Este é o 25 de Abril do qual não se encontra – causa – para festejo: onde
só é encontrado um manto negro a cobrir o luto, o desespero, a fome e a
desonra.

Este é o libelo do 25 de Abril que a tropilha criminosa de Abril e os
apátridas participantes terão de pedir perdão de joelhos a Portugal e a milhões
de portugueses do Minhoa a Timor, por tantos crimes praticados e, impulsionados de fora.

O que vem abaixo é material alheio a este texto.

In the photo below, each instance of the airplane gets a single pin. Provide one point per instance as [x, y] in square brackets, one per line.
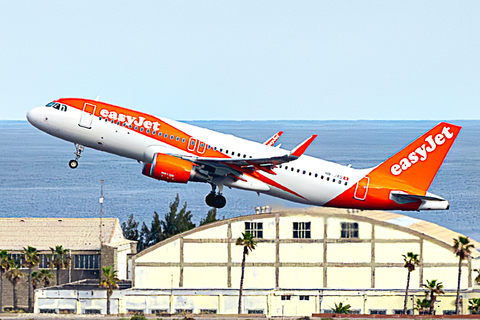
[177, 152]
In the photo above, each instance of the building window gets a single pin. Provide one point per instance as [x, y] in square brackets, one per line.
[349, 230]
[400, 311]
[159, 311]
[255, 311]
[254, 228]
[208, 311]
[44, 262]
[301, 230]
[18, 258]
[183, 311]
[92, 311]
[87, 261]
[47, 311]
[378, 311]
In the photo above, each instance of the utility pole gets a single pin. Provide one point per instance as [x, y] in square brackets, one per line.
[100, 232]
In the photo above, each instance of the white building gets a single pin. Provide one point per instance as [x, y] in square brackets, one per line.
[306, 260]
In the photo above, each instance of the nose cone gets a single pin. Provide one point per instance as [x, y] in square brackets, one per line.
[36, 117]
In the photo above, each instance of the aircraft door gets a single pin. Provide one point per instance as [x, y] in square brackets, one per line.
[362, 188]
[87, 116]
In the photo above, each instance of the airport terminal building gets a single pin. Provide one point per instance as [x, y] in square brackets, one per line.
[305, 261]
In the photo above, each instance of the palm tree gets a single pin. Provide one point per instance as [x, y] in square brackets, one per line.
[341, 308]
[462, 249]
[474, 305]
[434, 288]
[60, 260]
[45, 276]
[411, 261]
[31, 260]
[4, 266]
[14, 275]
[422, 305]
[109, 281]
[36, 279]
[477, 278]
[248, 242]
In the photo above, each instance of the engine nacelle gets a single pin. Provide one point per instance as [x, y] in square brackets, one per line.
[172, 169]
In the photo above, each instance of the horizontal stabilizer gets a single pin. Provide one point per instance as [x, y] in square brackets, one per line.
[301, 148]
[272, 140]
[428, 201]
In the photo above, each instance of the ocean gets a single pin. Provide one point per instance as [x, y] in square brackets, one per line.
[35, 180]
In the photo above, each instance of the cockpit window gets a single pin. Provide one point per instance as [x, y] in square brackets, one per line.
[58, 106]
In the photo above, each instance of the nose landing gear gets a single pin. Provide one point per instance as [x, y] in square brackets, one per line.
[78, 153]
[214, 199]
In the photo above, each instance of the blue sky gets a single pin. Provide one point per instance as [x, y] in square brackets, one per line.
[253, 60]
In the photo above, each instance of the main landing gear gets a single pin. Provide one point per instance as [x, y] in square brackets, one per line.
[214, 199]
[78, 153]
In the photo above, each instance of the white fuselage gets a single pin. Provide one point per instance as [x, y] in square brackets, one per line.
[308, 180]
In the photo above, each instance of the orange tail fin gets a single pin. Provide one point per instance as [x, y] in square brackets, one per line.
[418, 163]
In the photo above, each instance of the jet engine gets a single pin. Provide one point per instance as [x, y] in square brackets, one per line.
[172, 169]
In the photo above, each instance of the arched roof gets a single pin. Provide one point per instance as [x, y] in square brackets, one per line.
[421, 228]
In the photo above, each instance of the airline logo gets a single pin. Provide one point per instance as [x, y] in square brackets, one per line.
[421, 153]
[140, 122]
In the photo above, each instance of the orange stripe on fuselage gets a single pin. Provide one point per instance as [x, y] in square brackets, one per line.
[147, 125]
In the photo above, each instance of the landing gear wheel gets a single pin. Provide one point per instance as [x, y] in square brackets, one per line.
[216, 201]
[210, 199]
[220, 201]
[73, 164]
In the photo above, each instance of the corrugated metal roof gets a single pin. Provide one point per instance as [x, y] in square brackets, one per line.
[430, 229]
[72, 233]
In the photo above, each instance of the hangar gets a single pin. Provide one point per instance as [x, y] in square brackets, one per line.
[306, 260]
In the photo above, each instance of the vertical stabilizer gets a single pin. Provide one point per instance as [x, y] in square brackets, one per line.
[418, 163]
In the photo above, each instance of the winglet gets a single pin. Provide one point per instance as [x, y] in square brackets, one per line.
[301, 148]
[272, 140]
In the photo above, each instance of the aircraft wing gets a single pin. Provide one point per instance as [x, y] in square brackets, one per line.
[251, 164]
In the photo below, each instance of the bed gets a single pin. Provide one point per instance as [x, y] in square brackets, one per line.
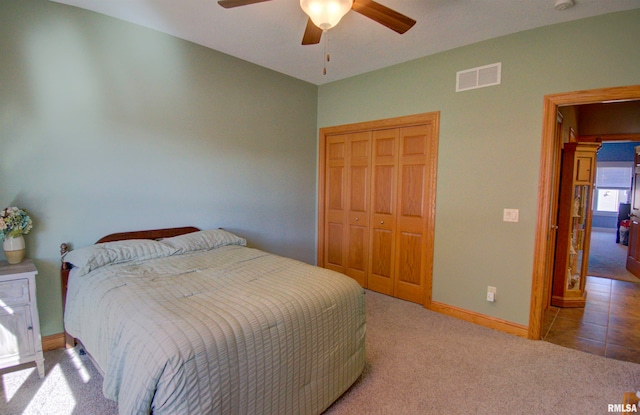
[184, 321]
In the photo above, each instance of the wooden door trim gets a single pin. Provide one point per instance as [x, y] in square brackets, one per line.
[546, 190]
[397, 122]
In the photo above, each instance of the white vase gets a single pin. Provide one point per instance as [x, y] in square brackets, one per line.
[14, 249]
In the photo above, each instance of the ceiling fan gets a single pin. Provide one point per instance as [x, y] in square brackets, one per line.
[325, 14]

Este dia negro e trágico realçado com eventos de honras de feriado nacional,
atenta contra a nossa memória, ao respeito que devemos aos nossos mortos de
1961 no norte de Angola, atenta contra a nossa dignidade, a honra dos
portugueses de Lei, é uma profanação aos nossos heróicos militares mortos na
defesa da integridade e da paz da nossa Nação, é um ultraje à Nação e a todos
nós.

Se Portugal deixou de ser uma Grande Nação, os portugueses não perderam a
sua honra nem tão pouco a sua dignidade.

QUE SURJA O HOMEM HONRADO E QUE ESTENDA A SUA MÃO AO SEU POVO QUE SEM ALENTO E EM LUTO, PEDE AJUDA PARA O LEVANTAR, E QUE REPONHA A DIGNIDADE E A HONRA A ESTE PORTUGAL FERIDO E EM LUTO QUE NOS DEIXARAM COMO PAÍS.